- Presidents Clinton and Obama had recognized June as Pride Month
- The decision comes as a record 62% of Americans support same-sex marriage
The decision marks an end to two of his predecessors' tradition of officially recognizing the month. President Bill Clinton first recognized it in 1999 in commemoration of the Stonewall Riots of late June 1969, which many point to as the start of the modern gay rights movement.
Clinton again recognized June as Pride Month in 2000, but the practice was paused under the George W. Bush administration. President Barack Obama picked it up again during his eight years in office, issuing June proclamations and hosting celebrations inside the White House.
The White House did not respond to a request for a comment. Although Trump did not recognize LGBT Pride Month, he proclaimed
June as Great Outdoors Month, National Caribbean-American Heritage Month, African-American Music Appreciation Month, National Ocean Month and National Homeownership Month.
As a candidate, Trump had promised to be different than many of his GOP peers on the campaign trail. In June of last year, he declared that he would be a better ally of the LGBT community than Hillary Clinton.
"Thank you to the LGBT community", he tweeted. "I will fight for you while Hillary brings in more people that will threaten your freedoms and beliefs."
Later that month, Trump reiterated his commitment to the LGBT community after the attack at an gay nightclub
in Orlando. At a New Hampshire rally, he said
, "Ask yourself, who is really the friend of women and the LGBT community? Donald Trump with actions or Hillary Clinton with her words?"
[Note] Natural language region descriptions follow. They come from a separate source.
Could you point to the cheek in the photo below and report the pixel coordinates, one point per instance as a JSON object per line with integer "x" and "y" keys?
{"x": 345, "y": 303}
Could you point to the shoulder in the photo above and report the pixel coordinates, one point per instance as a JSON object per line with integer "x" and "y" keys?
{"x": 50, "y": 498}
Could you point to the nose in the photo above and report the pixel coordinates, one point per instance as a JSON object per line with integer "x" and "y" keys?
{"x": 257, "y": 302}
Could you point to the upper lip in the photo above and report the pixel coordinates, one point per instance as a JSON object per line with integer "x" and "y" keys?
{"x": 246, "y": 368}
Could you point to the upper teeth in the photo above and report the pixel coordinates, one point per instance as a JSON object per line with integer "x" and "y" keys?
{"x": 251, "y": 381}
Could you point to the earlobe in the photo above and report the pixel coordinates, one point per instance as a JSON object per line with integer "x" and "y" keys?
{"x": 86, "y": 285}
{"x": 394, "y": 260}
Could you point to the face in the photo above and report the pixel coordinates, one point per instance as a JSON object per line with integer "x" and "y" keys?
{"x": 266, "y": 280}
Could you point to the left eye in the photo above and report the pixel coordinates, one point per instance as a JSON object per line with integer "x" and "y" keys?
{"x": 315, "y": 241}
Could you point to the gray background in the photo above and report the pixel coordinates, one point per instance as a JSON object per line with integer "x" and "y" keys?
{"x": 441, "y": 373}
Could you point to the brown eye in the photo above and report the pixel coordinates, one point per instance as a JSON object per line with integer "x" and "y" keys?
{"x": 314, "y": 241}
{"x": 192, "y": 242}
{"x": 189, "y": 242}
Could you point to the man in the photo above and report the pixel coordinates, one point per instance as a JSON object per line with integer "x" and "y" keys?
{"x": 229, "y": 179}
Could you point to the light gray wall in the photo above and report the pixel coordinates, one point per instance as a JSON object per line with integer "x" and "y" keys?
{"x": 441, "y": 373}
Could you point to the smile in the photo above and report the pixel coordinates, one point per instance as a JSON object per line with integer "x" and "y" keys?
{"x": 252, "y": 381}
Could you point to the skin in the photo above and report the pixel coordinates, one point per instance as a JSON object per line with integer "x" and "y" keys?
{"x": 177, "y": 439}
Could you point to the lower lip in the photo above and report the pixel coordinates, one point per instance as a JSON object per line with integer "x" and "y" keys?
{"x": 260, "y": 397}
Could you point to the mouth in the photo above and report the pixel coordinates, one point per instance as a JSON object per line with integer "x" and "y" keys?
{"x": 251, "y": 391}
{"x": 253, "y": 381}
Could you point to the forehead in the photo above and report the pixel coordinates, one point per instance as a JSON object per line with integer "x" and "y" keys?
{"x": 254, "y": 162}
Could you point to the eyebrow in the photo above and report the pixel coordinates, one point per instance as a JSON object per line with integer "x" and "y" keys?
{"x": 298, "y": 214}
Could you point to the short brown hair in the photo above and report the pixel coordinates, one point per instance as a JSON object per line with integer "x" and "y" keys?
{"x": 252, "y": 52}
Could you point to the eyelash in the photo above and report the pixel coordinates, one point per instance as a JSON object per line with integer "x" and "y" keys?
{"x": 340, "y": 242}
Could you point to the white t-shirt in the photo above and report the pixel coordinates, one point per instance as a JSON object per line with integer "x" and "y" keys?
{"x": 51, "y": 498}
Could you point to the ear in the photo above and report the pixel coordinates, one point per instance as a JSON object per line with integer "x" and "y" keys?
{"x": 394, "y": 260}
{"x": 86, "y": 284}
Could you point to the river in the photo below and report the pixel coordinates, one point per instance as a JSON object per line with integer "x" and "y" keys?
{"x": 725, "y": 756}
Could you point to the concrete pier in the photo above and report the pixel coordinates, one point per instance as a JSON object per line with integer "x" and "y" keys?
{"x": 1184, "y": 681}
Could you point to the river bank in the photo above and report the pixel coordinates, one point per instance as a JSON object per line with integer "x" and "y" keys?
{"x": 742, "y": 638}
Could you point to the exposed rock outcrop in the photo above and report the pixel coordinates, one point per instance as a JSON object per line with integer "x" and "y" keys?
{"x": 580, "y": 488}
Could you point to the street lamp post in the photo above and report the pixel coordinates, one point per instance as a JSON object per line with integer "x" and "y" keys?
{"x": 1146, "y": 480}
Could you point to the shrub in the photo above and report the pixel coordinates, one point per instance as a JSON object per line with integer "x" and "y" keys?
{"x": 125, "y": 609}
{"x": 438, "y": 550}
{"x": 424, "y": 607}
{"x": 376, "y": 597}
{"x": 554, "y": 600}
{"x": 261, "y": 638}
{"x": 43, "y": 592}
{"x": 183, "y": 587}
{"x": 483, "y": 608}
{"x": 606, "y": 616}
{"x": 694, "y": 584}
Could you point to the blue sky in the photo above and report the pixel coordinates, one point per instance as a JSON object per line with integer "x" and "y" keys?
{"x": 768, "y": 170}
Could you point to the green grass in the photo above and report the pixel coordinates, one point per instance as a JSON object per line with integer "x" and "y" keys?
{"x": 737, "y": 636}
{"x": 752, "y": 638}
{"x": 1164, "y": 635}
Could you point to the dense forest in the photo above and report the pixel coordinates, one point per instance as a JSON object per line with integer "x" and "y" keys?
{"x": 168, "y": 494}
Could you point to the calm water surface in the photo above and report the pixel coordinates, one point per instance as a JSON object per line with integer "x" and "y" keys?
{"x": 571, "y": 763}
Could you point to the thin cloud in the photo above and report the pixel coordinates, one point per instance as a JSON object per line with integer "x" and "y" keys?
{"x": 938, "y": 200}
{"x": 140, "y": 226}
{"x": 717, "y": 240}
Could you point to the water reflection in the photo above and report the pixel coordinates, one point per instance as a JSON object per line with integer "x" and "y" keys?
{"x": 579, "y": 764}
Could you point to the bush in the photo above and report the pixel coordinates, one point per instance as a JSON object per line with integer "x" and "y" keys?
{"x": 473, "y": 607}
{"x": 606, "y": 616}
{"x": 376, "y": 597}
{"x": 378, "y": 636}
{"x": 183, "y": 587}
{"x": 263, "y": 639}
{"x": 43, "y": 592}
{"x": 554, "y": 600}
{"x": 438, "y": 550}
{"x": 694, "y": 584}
So far, however, Trump has taken no actions to commemorate LGBT Pride Month or recognize the community. Ivanka Trump -- the first daughter and a close adviser to the President -- did, however, tweet in honor of Pride Month
Trump's decision to stay silent on the matter throughout June comes at a time when record numbers of Americans support same-sex marriage. According to the Pew Research Center
, a record 62% of Americans now say they are in favor of allowing gays and lesbians to marry legally.